A question answering method for Event Extraction on your own Chinese dataset (Also in English dataset).
-
Install the packages.
pip install pytorch_pretrained_bert pip install numpy torch
Download BERT-base-chinese model from https://s3.amazonaws.com/models.huggingface.co/bert/bert-base-chinese.tar.gz
Download bert-base-chinese-vocab from https://s3.amazonaws.com/models.huggingface.co/bert/bert-base-chinese-vocab.txt.
Then put these file in
./bert-base-chinese --bert_config.json --pytorch_model.bin --vocab.txt
-
Prepare Your own dataset.
sample.json
[ { "words": "在冲突中,一名年轻的激进示威者用尖刀刺伤警员。

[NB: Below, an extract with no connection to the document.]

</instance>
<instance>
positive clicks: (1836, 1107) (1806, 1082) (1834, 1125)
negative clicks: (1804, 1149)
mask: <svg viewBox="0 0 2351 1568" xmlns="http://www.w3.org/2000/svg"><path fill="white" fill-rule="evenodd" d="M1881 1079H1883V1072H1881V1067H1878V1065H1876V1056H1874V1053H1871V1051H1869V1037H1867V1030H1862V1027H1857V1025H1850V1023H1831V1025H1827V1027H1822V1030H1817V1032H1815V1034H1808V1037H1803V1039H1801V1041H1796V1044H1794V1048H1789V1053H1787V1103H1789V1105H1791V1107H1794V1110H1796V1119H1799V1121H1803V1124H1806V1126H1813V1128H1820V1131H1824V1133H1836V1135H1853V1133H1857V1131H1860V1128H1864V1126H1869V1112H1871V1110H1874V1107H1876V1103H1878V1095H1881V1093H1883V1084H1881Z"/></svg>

", "golden-event-mentions": [ { "event_type": "冲突:冲击", "trigger": { "text": "刺伤", "start": 18, "end": 20 }, "arguments": [ { "text": "警员", "start": 20, "end": 22, "entity_type": "人物", "role": "受害者" }, { "text": "激进示威者", "start": 10, "end": 15, "entity_type": "人物", "role": "攻击者" } ] } ] }, ]
put the data into
./data/ --train.json --dev.json --test.json
-
Add your trigger and argument category in the file ./const.py
-
Design question templates based on your event trigger and argument in ./question.csv
for example
##事件类型,事件角色,设计的问题## 冲突:冲击,攻击者,谁发起了这次攻击事件?
Run:
sudo python qa-trigger.py
- You can get Precision/Recall/F1 on event trigger extraction.
- Then you can get the "trigger_model.pt" in main directory.
sudo python qa-argument.py
- You can get Precision/Recall/F1 on event argument extraction.
- Then you can get the "argument_model.pt" in main directory.